I totally mean in a non-stalkery way and I don't boil people's rabbits or anything. Honest to blog.

Pretty Lady said...

Nah, I wasn't worried; it's a good twelve-hour drive from Toronto, which would wear out even the most determined rabbit boiler.;-) I'm just Pleased As Punch.

Anonymous said...

Bravo Stephanie.....


David said...

Dear Stephanie:

Thank you so much for Pretty Lady. She will always have a special place in many hearts I'm sure. Having always depended on the kindness of strangers myself, not to mention the wisdom of the opposite sex, I've found her to be a beacon and a comfort. This does seem to be a moment for turning the page, for good or ill, with the election over and the global financial meltdown and all, and let's all hope it will be for the good. Take good care of that baby now.


Mary Klein said...

Congratulations, oh-pretty-mother, what wonderful news!

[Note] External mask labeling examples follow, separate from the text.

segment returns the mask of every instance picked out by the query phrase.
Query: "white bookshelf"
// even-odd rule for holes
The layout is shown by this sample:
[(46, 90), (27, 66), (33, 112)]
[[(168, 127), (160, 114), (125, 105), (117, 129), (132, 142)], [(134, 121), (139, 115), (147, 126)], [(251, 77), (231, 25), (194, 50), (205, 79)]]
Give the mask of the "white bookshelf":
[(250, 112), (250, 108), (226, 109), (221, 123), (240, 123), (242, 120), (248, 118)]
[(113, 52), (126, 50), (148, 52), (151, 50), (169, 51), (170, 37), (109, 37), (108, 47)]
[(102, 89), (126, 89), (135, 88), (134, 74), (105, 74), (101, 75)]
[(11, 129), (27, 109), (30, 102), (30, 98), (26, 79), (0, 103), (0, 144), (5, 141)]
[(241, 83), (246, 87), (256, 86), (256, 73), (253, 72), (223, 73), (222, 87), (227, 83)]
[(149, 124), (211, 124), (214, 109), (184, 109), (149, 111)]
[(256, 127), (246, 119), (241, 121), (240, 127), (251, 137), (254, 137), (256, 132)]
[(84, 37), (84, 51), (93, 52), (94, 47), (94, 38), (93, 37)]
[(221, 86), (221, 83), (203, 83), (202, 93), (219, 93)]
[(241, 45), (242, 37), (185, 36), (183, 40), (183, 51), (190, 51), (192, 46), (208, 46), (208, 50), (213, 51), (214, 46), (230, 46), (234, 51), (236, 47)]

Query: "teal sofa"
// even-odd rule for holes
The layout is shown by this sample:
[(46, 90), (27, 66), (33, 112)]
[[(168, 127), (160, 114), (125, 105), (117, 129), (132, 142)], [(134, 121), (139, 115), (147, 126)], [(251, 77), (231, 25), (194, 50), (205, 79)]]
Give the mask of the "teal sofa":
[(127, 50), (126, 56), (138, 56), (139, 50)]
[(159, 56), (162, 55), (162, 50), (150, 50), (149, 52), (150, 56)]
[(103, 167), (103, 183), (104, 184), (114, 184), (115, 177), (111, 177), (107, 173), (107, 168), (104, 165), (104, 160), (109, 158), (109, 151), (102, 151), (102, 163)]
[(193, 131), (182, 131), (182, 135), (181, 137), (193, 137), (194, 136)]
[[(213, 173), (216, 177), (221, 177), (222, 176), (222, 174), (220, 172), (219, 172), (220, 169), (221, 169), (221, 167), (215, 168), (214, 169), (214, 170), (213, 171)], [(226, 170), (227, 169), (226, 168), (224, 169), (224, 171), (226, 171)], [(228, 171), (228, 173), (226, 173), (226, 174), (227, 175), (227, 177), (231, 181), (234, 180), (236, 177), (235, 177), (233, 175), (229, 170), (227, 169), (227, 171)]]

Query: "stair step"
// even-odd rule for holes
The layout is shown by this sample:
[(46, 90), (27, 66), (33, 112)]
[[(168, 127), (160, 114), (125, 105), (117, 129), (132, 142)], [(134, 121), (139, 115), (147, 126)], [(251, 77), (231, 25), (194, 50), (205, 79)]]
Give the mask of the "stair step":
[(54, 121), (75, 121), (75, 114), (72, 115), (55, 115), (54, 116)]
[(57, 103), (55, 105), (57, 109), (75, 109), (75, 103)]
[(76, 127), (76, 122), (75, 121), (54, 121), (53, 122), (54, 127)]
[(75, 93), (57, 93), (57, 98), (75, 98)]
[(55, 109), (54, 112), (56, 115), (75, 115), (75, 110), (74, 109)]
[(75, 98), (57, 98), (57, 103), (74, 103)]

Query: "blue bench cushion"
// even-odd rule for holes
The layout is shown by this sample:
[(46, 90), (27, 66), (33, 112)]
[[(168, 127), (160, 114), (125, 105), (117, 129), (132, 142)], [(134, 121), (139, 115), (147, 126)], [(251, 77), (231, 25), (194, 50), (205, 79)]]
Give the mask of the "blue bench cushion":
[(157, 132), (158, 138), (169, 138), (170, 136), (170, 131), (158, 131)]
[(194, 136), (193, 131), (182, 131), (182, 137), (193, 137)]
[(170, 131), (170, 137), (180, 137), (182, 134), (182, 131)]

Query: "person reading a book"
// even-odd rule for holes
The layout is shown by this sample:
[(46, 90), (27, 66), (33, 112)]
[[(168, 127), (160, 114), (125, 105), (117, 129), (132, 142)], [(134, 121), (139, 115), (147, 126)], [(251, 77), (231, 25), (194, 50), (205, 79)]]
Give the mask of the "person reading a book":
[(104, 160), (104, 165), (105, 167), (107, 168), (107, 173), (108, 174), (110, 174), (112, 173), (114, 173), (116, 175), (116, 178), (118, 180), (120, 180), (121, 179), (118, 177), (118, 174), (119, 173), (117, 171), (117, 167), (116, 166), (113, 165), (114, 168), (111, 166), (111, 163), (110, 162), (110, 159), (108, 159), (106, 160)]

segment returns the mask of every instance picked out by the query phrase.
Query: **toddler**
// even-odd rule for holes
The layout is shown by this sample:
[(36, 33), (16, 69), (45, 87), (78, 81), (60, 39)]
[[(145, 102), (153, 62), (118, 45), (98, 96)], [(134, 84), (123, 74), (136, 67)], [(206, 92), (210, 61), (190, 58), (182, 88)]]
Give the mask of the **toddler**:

Wishing you all the very best, Mary

Anonymous said...

Oh, Pretty Lady. Or whoever you are. I am twenty years old and slowly, slowly trying to figure out how I will make a living as a musician, how to stay inspired, how to deal with bullies and losers, how to have a healthy romantic relationship, and how to be a good person. I've been lurking on this blog for about a year. I cannot believe I've never commented. But you have helped me SO in my quest to learn how to do these things. Thank you so much. You're going to be the best mom ever.

Anonymous said...

Dear Stephanie,
Congratulations on the baby. Yes, it seems that pregnancy reduces bloodflow to the brain, or if you like to think in terms of energy, your creative energy is busy creating a little person.
I'm glad you'll still be around.
I was looking at your shop a couple days ago. Notecards, please? Pretty-please?
My t-shirt's holding up okay, considering how often I wear it. Note to others: do wash inside out.

Nikki Di Virgilio said...

Hello. I am new to your blog. We are both contributors to Rachelle's BlogHer articles- as "writers of spirit" so I thought I would visit.

Anonymous said...

Oh, I figured it out! I need to look at the top link. Sorry about that. I guess I can't just order a card mix, I have to build my own. OK, I'll figure this out.
Thanks so much!

Pretty Lady said...

Yes, indeed, Boysmom, the card options at Cafe Press were lousy, and you couldn't make up a pre-boxed set at ImageKind, but you CAN get what you want with a little labor.

Glad you like the t-shirt! I need to order one for myself...

Eva said...

How many of us, I wonder, thought we would have been courtesans in another era or another life? Many women have told me their version. Growing up in the west - the Wild West - we always pretended to be the local can-can girls, never Calamity Jane. And in my small attempts to be an actress, I was in few productions, but it is absolutely amazing how many times I was cast as a hooker. So it was not just how I saw myself, but how others did too, as a source of art, not just money.